In contrast with the limited cost saving, there may be a significant downside to shortening treatment with the current regimens. In fact, the current data suggest that shortening the duration of treatment with the current regimens may lead to higher relapse rates and more resistance‐associated variants (RAVs) in patients with HCV GT1.1, 3, 5, 7, 8 Current studies on the new DAAs are finding that certain patients develop RAVs when treatment is shortened to less than 12 weeks. RAVs are associated with a significant decrease in the chance for cure with subsequent treatment.17, 18 As a result of these new developments, further testing before starting treatment may be necessary, which will add additional costs to treatment and may, in turn, create “push back” from payers because they often request the shortest possible therapy.

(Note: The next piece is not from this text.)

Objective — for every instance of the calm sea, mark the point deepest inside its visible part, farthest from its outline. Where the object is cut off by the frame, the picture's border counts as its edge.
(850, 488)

In this context, a new challenge arises in shortening treatment: correctly identifying the patient who would benefit the most from a shorter treatment duration. Therefore, identification should not simply include the patient's HCV viral load but also an assessment for the presence of cirrhosis, history of prior treatment, and the potential for the presence and/or development of RAVs to NS5A inhibitors. These recommendations not only add complexity and cost but also may reduce the effectiveness and cost‐effectiveness of these regimens if not followed.

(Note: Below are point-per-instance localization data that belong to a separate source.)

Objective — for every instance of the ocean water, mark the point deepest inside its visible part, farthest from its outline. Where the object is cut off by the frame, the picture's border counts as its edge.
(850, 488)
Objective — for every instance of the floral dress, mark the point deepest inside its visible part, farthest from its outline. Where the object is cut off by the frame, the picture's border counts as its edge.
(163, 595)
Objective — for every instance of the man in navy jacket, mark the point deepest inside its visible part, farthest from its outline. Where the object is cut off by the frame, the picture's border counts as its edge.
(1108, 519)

Until these questions are answered, we believe taking a shorter duration of treatment to obtain lower drug costs will only address a short‐term budgetary concern while not attaining the best clinical outcome for the patient, as well as potentially causing poorer societal economic outcomes in the long term. Furthermore, it is plausible that marketplace competition may push the pricing of the HCV drug regimens downward, making the impact of the cost of drug vis‐à‐vis duration of treatment less pertinent (i.e., cost per course of treatment or cost of drugs that can guarantee re‐treatment of relapsers at no additional drug cost).

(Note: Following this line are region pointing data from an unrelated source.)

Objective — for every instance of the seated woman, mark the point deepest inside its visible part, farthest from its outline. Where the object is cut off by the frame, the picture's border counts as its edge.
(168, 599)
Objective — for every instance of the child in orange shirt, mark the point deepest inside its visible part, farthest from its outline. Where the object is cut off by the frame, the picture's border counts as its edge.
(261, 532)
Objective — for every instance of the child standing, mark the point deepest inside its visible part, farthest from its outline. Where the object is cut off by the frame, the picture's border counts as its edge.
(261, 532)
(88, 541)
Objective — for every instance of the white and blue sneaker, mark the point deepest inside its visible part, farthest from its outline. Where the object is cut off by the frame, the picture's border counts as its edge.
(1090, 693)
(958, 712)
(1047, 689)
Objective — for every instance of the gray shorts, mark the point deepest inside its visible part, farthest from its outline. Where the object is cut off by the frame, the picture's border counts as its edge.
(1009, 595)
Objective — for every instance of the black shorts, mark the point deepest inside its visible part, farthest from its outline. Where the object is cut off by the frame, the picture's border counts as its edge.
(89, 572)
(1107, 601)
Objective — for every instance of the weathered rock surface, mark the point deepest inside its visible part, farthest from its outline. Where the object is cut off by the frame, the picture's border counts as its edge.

In summary, the present data do not support substantial clinical or economic gain by shortening the course of treatment for all patients with HCV GT1. It is possible that for some patients a shorter course may certainly be more cost‐effective. However, for the largest group of patients with HCV GT1 receiving treatment, the currently approved regimens seem to be most cost‐effective in line with the recommended durations. Finally, in the context of the newer and potentially shorter regimens that are in development, their efficacy, effectiveness, cost‐effectiveness, and impact on PROs must be established before a recommendation is made to promote a shortened course for all patients. In this context, new data is encouraging that future powerful combinations of multiple DAAs may be developed to suppress the virus to undetectable level within hours of treatment. These regimens may provide an opportunity to shorten these future treatments without compromising efficacy. Until the time that these regimens are developed, it is prudent to follow the current guideline for duration of treatment for HCV genotype 1 patients.

Potential conflict of interest: Z.M.Y. is a consultant or on advisory board of AbbVie, Intercept, Gilead Sciences, Salix, GSK, BMS, and Janssen.